The inaugural class of DeKalb Technical College’s Law Enforcement Academy was recently honored at The Oaks Golf Course.
Former DeKalb graduate Karen Presley honored her alma mater and the 11 inaugural academy students by providing them with lunch at The Oaks. Presley is the catering director of The Oaks and her son, William Presley, is one of the 11 academy students, so the celebration was a natural fit for Karen.
"When I was at DeKalb Tech, the instructors and administrators were always pushing for me to do better," Karen said. "I have a special fondness for the school, and I’m just giving back."
The 17-week course at the Newton Center Law Enforcement Academy is designed to be a more intense version of 10-week programs offered at most facilities like the Clayton Regional Academy. Program Director Beverly Thomas said her students received extra weeks of training in areas like the use of firearms, defensive tactics and emergency driving. They were also certified in the use of Tasers and practiced giving field sobriety tests.

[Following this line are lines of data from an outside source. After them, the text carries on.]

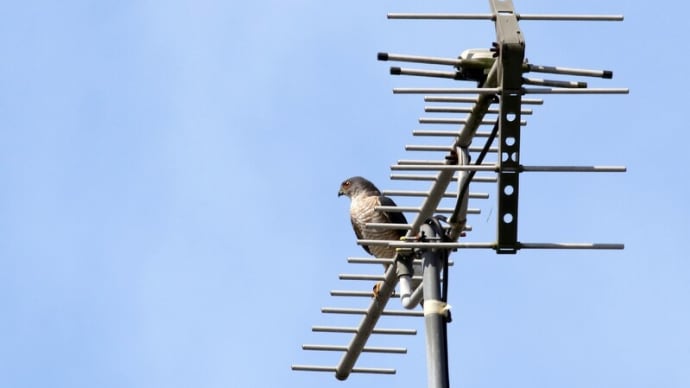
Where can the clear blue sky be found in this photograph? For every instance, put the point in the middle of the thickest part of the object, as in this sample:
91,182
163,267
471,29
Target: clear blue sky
168,212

The students also took field trips to the state capital to watch court trials, so that they could better understand the entire law enforcement process.

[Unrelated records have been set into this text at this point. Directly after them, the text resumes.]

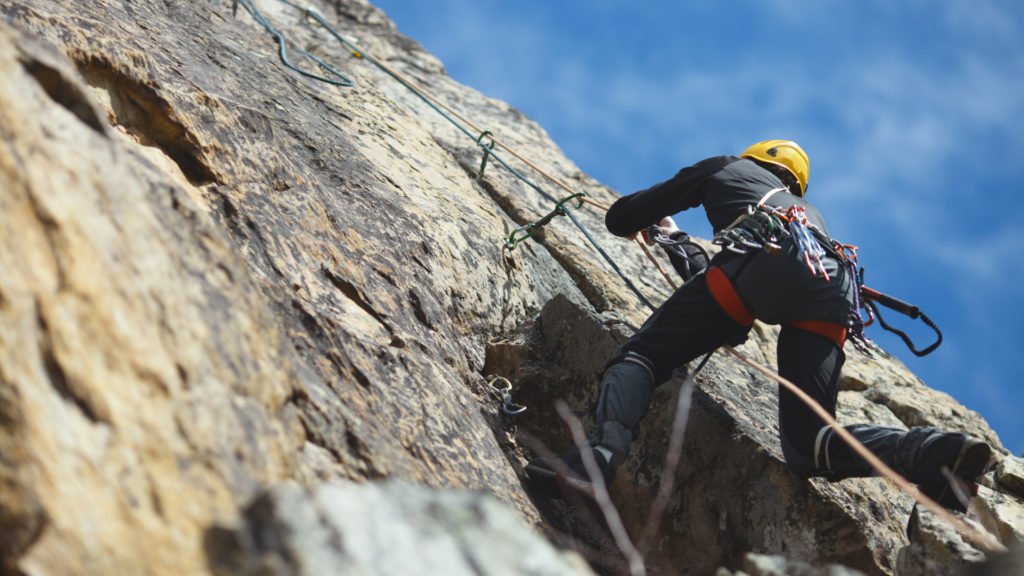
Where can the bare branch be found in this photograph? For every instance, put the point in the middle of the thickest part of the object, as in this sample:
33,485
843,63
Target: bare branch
979,538
684,397
600,492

In addition to the training, the students also received college credit for the course, allowing them to work toward an associate degree in criminal justice. Student Nicole Harris said the course was "very intense" and was worth the extra time and effort. Student Sean O’Brien said the college credit was definitely helpful and he plans on finishing his degree.
Thomas said the program also helps place students with local law enforcement agencies. Five of the 11 students are in the process of being hired by local agencies and the other six students are still searching. Student Samantha Rose is in the process of being hired by the Conyers Police Department.
"I’ve always wanted to be a police officer, because I’ve felt that call to help," Rose said. "I’m looking at Conyers because their police department has very high standards and that’s what I’m looking for."
Newton County Sheriff Ezell Brown said his department supports the program, because it saves law enforcement agencies the time and money usually required to train new staff.
Thomas said the plan for the future is for the Newton academy to be the initial learning center for future police officers. The current 10-week institutions would then provide advanced training to build on the 17-week course.
The students will officially graduate on April 30.